The path to establishing a formal framework has led most US companies to adopt COSO, which is built on five key components: control environment, risk assessment, control activities, information and communication, and monitoring activities. However, companies that have expanded into international markets through mergers and acquisitions have come to realize that COSO is only one of several risk management frameworks embraced in the international business community. A few of the more common international frameworks are:
• Financial Reporting Council - UK Corporate Governance Code
• Criteria of Control (CoCo) - Canadian Institute of Chartered Accountants
• King III Report on Corporate Governance - Institute of Directors In Southern Africa
• Enterprise Risk Management: Frameworks, Elements, and Integration - International Management Accountants/The Association of Accountant and Financial Professionals in Business
• Joint Standards Australia/Standards New Zealand, Risk Management AS/NZS 4360
But the framework that is most widely used internationally is International Standard - ISO 31000, published by the International Organization for Standardization.
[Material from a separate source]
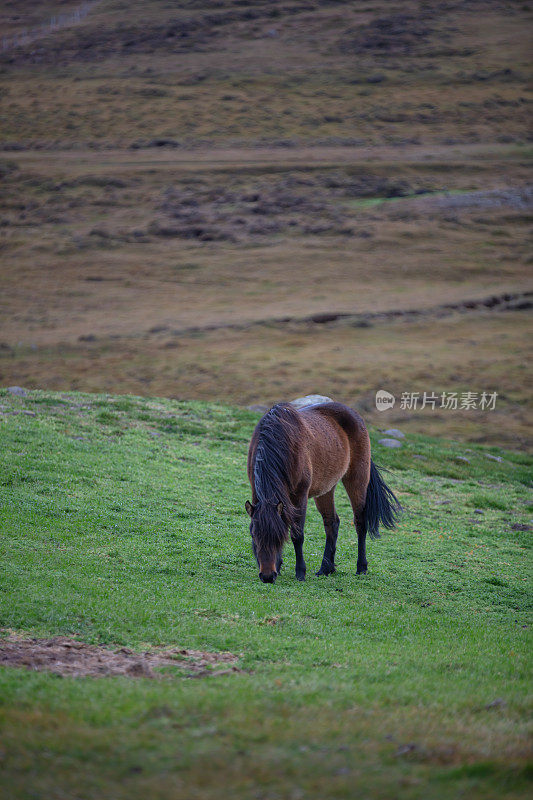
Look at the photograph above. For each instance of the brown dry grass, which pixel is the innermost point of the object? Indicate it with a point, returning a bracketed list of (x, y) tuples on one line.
[(305, 109)]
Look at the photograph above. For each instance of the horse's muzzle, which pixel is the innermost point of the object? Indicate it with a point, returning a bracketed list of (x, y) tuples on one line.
[(268, 578)]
As COSO is a very structured framework that has predefined components, ISO 31000 is more of a “how to” guide to risk management driven on principles and guidelines. It is not prescriptive like COSO, but more conceptual in nature, allowing companies to be flexible in designing and constructing their risk management architecture.
Both the COSO and ISO 31000 frameworks have their supporters and detractors but the key is that both provide the adopting organizations a means to embed effective risk management across their enterprise.